さっきのことを思い出すと、腹が立つというより悲しくなってくる。
……だめだ、完璧に気分がへこんでしまった。
「へぇー、じゃああそこの部屋が理事長室かあ。
随分長く喋ってたんだねぇ、錬君」
「あ……まぁ…………」
うだうだ考え込んでいると菊岡さんが素敵スマイルを向けてきて、俺はハッと意識を戻して辛うじて返事を返す。

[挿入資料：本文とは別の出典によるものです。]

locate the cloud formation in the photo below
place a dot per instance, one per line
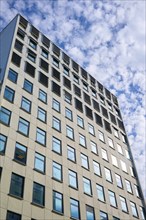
(108, 39)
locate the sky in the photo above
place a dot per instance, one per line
(107, 38)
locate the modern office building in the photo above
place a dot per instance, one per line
(64, 152)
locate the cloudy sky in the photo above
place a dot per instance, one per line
(107, 38)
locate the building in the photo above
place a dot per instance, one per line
(64, 150)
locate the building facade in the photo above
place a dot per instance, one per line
(64, 152)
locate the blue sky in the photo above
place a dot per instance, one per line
(107, 38)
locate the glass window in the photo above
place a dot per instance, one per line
(28, 86)
(57, 171)
(57, 202)
(100, 192)
(80, 121)
(112, 198)
(90, 213)
(26, 104)
(69, 132)
(23, 126)
(20, 153)
(71, 153)
(84, 161)
(123, 204)
(39, 163)
(73, 179)
(101, 136)
(17, 185)
(3, 142)
(9, 94)
(108, 175)
(56, 105)
(74, 209)
(12, 76)
(119, 180)
(41, 136)
(56, 145)
(68, 114)
(104, 154)
(87, 186)
(42, 114)
(42, 96)
(82, 140)
(97, 170)
(5, 116)
(56, 124)
(13, 216)
(91, 129)
(93, 147)
(38, 194)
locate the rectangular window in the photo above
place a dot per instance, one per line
(74, 209)
(57, 202)
(17, 185)
(5, 116)
(73, 179)
(28, 86)
(71, 154)
(56, 145)
(57, 171)
(9, 94)
(56, 124)
(97, 169)
(41, 136)
(84, 161)
(23, 126)
(3, 142)
(39, 163)
(26, 104)
(100, 193)
(42, 114)
(56, 105)
(12, 76)
(69, 132)
(20, 153)
(42, 96)
(112, 198)
(38, 194)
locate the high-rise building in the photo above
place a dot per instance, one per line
(64, 152)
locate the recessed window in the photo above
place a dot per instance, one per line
(3, 141)
(56, 145)
(42, 96)
(87, 186)
(71, 154)
(84, 161)
(42, 114)
(20, 153)
(57, 171)
(100, 192)
(5, 116)
(39, 163)
(74, 209)
(23, 126)
(41, 136)
(56, 105)
(57, 202)
(17, 185)
(38, 194)
(28, 86)
(26, 104)
(69, 132)
(97, 169)
(12, 76)
(72, 179)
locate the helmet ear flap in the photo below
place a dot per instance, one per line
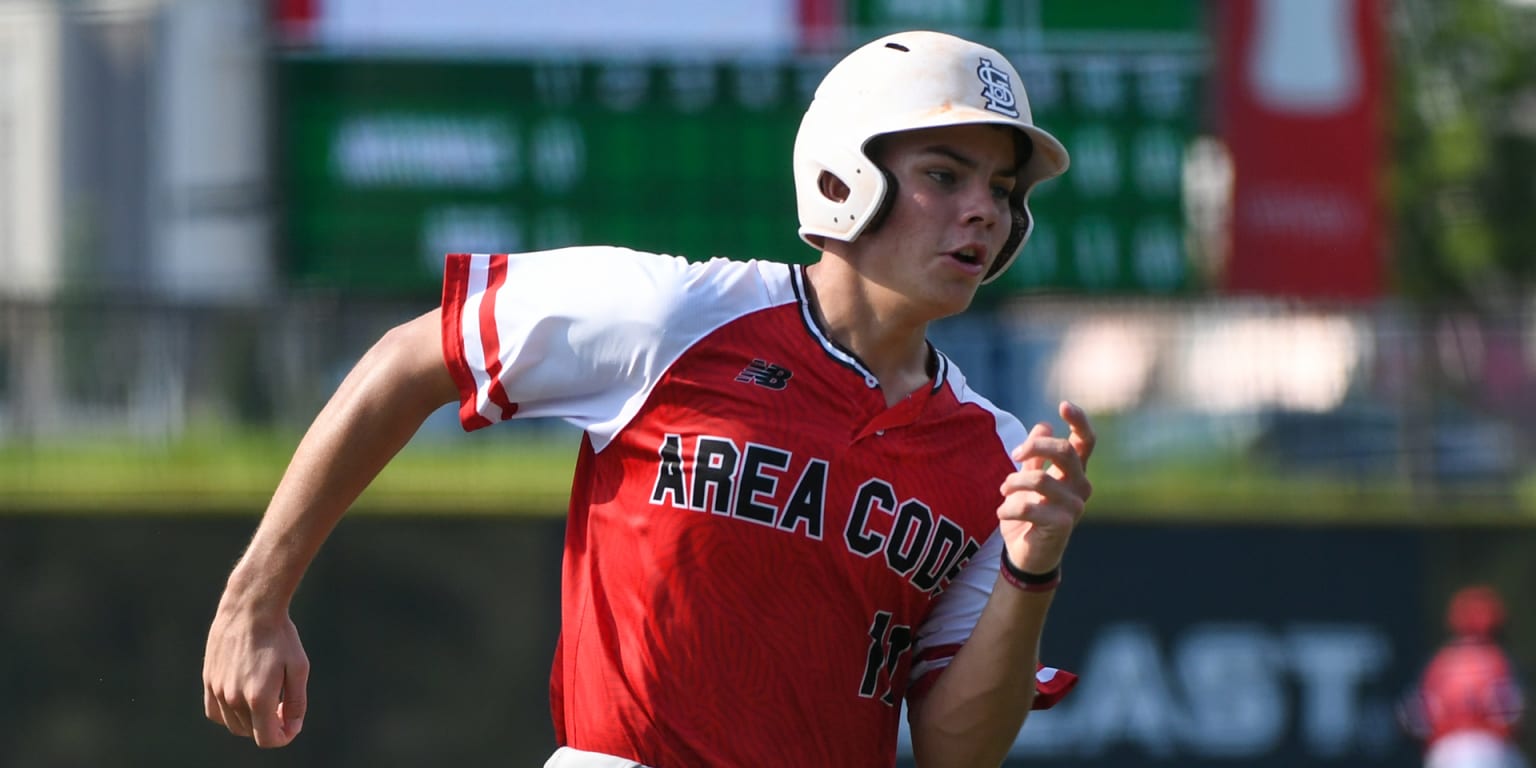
(887, 201)
(831, 188)
(1016, 238)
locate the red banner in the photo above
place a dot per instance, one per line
(1301, 108)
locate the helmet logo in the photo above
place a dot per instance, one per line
(996, 88)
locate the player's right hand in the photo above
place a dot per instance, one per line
(255, 675)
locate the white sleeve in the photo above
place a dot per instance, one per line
(954, 615)
(959, 607)
(579, 334)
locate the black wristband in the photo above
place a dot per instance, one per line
(1029, 581)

せっかく話を振ってくれているのに何をやってるんだろ。
こんな態度じゃ失礼じゃないか…………。
「……そっか。
ほら学!錬君疲れたみたいだし早く寮に案内してあげなきゃ!」
菊岡さんが鳳さんを促す。
ちょっと違うが、菊岡さんなりに気を使ってくれたようだ。
優しさが身に滲みる……。
「……おまえはどうする」
鳳さんが菊岡さんに尋ねる。
ぜひ付いて来てください菊岡さん!
もちろん口には出さないけど、切実な願いだ。
あんなことの後に鳳さんと二人きりなんて、とてもじゃないが恐ろしい。
「行く行く!
いやぁ生徒会室に行こうとしたら完璧に迷っちゃってさぁ。
ついでに案内してよ」
あはは、と頭をかく菊岡さん。
「……そうか」
しばらく菊岡さんを見据えると、鳳さんは歩き出した。
「行こ?錬君」
菊岡さんが俺の手を引いて歩き始める。
俺はそれに逆らわず、引っ張られるがままに歩いた。